Jadi Tulang Punggung Ekonomi, Industri Sawit Dibayangi Ketidaksinkronan Aturan



KONTAN.CO.ID - JAKARTA. Polemik di industri sawit nasional akibat ketidaksinkronan aturan akan melahirkan ketidakpastian bisnis yang berpotensi merugikan masyarakat dan juga negara.

Hal itu disampaikan Ketua Pusat Studi Sawit IPB Budi Mulyanto. Ia bilang, industri sawit merupakan salah satu sektor usaha yang menjadi tulang punggung ekonomi nasional sehingga pemerintah wajib menjamin kemudahan dan kepastian berusaha di sektor ini.

Menurutnya, industri sawit memberikan kesempatan kerja bagi jutaan masyarakat dan penerimaan ke negara sehingga pemerintah wajib  memberi perlindungan dan penguatan serta berupaya mengembangankannya 


"Sawit adalah tulang punggung pengembangan ekonomi sosial  Indonesia.

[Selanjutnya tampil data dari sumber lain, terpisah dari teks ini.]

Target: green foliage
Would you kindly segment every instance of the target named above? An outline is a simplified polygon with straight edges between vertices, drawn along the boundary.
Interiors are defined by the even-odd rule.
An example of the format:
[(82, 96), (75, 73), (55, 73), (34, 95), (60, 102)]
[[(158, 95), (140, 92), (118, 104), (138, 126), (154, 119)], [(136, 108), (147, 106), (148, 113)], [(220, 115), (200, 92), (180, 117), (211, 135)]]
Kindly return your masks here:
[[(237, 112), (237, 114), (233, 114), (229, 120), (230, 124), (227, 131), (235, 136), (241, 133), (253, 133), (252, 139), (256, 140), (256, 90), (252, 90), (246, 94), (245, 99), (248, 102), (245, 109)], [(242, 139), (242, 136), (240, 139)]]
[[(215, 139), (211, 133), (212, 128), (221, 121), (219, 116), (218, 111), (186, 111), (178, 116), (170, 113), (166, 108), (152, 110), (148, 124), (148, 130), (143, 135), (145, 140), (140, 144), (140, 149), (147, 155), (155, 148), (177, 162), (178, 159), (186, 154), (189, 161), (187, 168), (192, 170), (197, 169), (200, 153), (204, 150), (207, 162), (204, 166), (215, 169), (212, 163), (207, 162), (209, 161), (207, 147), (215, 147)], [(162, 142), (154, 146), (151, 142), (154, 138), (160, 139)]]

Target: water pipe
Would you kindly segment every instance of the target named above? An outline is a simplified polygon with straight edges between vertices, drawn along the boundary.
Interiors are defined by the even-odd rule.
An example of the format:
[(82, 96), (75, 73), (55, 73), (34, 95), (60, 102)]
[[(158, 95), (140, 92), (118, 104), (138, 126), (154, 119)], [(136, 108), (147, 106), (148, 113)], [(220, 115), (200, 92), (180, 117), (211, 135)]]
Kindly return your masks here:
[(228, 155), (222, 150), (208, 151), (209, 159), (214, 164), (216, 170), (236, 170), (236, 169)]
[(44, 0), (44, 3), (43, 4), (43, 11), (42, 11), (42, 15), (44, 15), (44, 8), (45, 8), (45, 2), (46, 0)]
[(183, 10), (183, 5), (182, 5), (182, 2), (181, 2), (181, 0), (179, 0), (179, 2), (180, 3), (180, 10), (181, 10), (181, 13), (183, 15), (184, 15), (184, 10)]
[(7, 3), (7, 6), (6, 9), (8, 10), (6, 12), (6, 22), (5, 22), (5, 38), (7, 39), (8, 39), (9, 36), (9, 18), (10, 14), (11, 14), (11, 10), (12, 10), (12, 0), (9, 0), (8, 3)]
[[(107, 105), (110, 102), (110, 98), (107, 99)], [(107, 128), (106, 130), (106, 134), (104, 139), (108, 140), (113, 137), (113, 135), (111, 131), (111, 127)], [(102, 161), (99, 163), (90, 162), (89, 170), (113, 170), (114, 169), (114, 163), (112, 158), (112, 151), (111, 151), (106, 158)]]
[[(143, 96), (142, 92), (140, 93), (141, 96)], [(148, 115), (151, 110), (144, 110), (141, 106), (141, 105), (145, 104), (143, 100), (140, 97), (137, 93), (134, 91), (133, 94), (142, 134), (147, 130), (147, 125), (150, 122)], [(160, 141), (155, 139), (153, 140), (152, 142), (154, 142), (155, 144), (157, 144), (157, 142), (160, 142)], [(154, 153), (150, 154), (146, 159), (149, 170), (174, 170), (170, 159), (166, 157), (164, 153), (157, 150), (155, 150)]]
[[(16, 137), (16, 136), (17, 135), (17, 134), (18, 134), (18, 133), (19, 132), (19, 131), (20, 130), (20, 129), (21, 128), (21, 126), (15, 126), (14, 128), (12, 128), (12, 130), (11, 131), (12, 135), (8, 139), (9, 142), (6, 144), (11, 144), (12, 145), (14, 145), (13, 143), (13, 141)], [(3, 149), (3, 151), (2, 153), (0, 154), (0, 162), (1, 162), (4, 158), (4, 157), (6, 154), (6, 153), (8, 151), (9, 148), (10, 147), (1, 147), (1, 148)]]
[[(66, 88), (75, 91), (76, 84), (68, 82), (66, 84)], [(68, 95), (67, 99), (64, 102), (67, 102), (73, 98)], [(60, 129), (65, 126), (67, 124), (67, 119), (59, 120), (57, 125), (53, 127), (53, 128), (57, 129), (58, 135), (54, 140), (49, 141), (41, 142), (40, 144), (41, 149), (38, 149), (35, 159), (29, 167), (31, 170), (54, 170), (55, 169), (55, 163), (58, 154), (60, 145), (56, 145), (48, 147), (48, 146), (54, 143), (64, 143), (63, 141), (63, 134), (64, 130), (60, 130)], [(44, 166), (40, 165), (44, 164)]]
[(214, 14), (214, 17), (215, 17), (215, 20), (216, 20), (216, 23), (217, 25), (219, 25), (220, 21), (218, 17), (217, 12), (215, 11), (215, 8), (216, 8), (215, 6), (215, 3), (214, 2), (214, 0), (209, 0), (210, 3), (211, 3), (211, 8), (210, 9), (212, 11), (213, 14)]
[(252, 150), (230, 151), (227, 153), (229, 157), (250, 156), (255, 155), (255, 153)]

Tenaga kerja yang bergantung pada sawit sangat banyak, jutaan," kata dia, Jumat (20/10).

Budi mengatakan, persoalan  di industri sawit muncul lantaran adanya perbedaan pemahaman pemangku kebijakan soal  tanah yang telah  mempunyai hak atas tanah sebagai produk administrasi pemerintah, seperti tanah-tanah yang telah mempunyai Hak Guna Usaha (HGU), Hak Milik (HM), tanah-tanah di daerah transmigrasi, tanah-tanah Perkebunan Inti Rakyat (PIR), dan sebagainya, yang dimasukkan ke dalam kawasan hutan sehingga menimbulkan kondisi tidak jelas dan ketidaktentraman petani sawit.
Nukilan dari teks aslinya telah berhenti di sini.